Case against: He negates some of the plate-appearance advantage with his bunt attempts, as he’s already tried more of them in 2016 (19) than he did last year (17). It’s possible that the surge was attributable to hitting behind Tim Anderson instead of ahead of him. Nevertheless, his groundball-to-flyball rate has returned closer to its 2014 level, when Eaton put just one out of the park.

Avisail Garcia (eight homers)

Case for: He hit 900 feet of homers in one game against Detroit, a jarring reminder of just how strong he is. He leads the full-season players in hard contact, and his overall plate discipline is improved, even if not nearly enough to give him a successful identity yet. Anybody who challenges his playing time mysteriously comes down with a case of murder.

Case against: Too much of that hard contact doesn’t get in the air. His ground-ball rate has risen to 53.5 percent, up from 48.8 percent last year, which neutralizes his improved homer/fly rate. He isn’t going to play as much as the other candidates, even if he still gets regular looks.
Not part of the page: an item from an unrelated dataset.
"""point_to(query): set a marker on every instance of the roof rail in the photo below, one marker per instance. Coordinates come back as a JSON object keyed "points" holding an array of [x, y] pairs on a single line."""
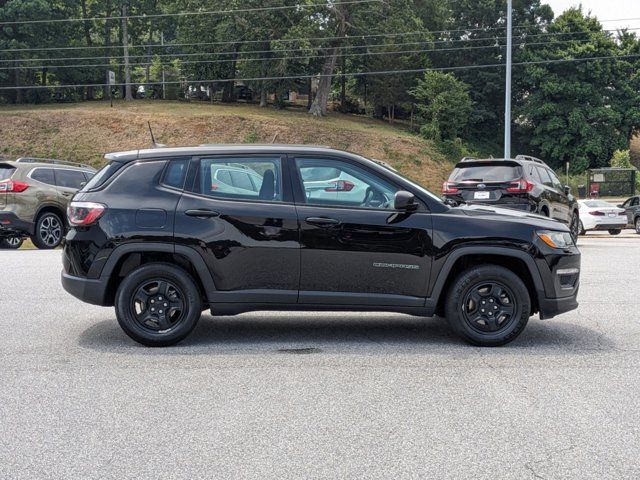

Tim Anderson (five homers)

Case for: He has home-run power, especially in U.S. Cellular Field. He gets the second-most plate appearances on the team, and he’ll probably get as many reps as possible over the last two months.

Case against: The league seems to be catching up to Anderson, who is hitting .230/.230/.246 with one double, zero walks and 15 strikeouts since his last homer. He also has a higher ground-ball rate than Garcia, so between his approach and the growing pains that make it tough to elevate the ball to the pull field against MLB pitching, it’s an uphill climb. I really only mentioned him to get to ...

Justin Morneau (three homers)

Case for: He’s hitting 260/.327/.480 over his first 15 games, and he’s somebody you want to see at the plate. He’s already matched last year’s home run total with the Rockies, and the swing is good for it when you look at his spray chart. Early success against lefties (and a lack of compelling options otherwise) will likely mean more at-bats than he was supposed to receive. Also, think about how perfect it would be if Morneau hit 15 homers. You know, that he would’ve been the perfect addition for the stretch drive and somehow it just didn’t matter.

Case against: He hasn’t reached 20 homers in a full season since his concussion problems, so asking for 13-15 homers over two months is quite a stretch. The late start likely dooms him, especially if Lawrie comes back sooner rather than later.